Sclera 3.0

An online preview of Sclera 3.0 is available at http://www.scleradb.com/shell. Examples showcasing data access, cleaning, transformation and visualization appear at http://www.scleradb.com/scleraviz.

Sclera Visual Shell

The Sclera Visual Shell is an alternative to the regular command-line shell. It can display the query results as tables as well as plots.

The visual shell can be previewed at http://www.scleradb.com/shell. For further usage details, please see the documentation.

Sclera Visualization

Programmable Visualization - ScleraViz

Sclera’s visualization component, ScleraViz, enables quick and easy visualization of your query results. ScleraViz is integrated with ScleraSQL; this means a few lines of ScleraSQL can fetch, clean, analyze and visualize your data in a single sweep.

ScleraViz is inspired by Grammar of Graphics, specifically R’s ggplot2 – but is implemented as an extension to ScleraSQL and uses D3 as the rendering engine.

ScleraViz brings the expressibility of ggplot2 and the power of D3 to SQL users. Unlike ggplot2, ScleraViz can clean, analyze and plot streaming data. Also, unlike visualization implemented in D3, Sclera pushes expensive computations to the backend database servers, keeping the rendering lean and efficient.

An online preview of ScleraViz is available at http://www.scleradb.com/scleraviz. For further details, see the extensive documentation.

Sclera Visualization Sclera Visualization

Innovative Data Cleaning and Analytics Operators

Sclera 3.0 introduces a number of innovative operators for data preparation/cleaning and analytics.

Type Inference Operator

Data sourced from web-services typically does not include the data types – everything from numbers to dates are available as strings. These string values need to be cast to appropriate data types before they can be used in further computations.

When the data types are known, the type-casting is can be hardcoded; but this is dangerous when the data format from an external service changes without notice.
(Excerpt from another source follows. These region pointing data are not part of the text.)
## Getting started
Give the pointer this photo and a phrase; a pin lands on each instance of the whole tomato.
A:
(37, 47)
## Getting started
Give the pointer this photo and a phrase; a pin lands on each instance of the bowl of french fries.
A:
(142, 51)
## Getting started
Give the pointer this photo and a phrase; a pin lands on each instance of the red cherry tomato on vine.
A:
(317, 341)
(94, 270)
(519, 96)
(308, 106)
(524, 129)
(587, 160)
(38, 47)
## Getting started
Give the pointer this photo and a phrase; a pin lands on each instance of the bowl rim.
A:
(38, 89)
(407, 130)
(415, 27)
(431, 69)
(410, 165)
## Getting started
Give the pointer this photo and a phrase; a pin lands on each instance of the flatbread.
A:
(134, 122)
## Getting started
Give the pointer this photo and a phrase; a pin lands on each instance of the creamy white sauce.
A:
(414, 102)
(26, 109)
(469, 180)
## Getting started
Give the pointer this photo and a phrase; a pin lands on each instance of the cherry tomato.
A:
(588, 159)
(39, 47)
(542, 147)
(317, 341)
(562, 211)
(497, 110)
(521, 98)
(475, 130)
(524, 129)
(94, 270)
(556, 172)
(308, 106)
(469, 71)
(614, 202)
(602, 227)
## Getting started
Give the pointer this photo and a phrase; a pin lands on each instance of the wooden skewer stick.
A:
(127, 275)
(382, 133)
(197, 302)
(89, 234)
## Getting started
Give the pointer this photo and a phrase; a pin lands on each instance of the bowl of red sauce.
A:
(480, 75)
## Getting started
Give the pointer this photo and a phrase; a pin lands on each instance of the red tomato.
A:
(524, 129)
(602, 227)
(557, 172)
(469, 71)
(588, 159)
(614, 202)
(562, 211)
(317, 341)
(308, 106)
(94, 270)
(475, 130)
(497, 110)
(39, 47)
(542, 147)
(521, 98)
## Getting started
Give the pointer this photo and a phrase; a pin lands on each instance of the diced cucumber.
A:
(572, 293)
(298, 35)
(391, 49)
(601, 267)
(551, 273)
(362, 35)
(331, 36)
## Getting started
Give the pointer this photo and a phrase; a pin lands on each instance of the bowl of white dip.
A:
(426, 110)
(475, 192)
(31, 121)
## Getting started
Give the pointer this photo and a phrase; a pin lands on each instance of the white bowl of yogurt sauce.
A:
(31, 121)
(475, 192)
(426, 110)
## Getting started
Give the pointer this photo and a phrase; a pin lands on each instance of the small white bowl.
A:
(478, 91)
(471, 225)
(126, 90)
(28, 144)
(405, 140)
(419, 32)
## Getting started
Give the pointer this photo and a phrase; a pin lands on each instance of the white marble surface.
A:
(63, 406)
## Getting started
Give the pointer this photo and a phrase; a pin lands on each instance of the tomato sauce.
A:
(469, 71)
When the data types are not known, as in the case of ad-hoc data access, the data types need to be inferred manually. This is not only error-prone, it also does not scale to data sets with large number of columns.

Sclera’s TYPEINFER operator automates the type inference and casting. It intelligently infers the type of the specified columns from the data (you can optionally provide hints on how many rows are enough), and casts the string values accordingly.

For further details, see the documentation. You can also see it in action here.

Text Parsing Operator

The PARSE operator allows you to extract information from arbitrary strings (CHAR/VARCHAR) in an input column. This is done by specifying a regular expression pattern that is compiled and matched against the input strings to extract substrings.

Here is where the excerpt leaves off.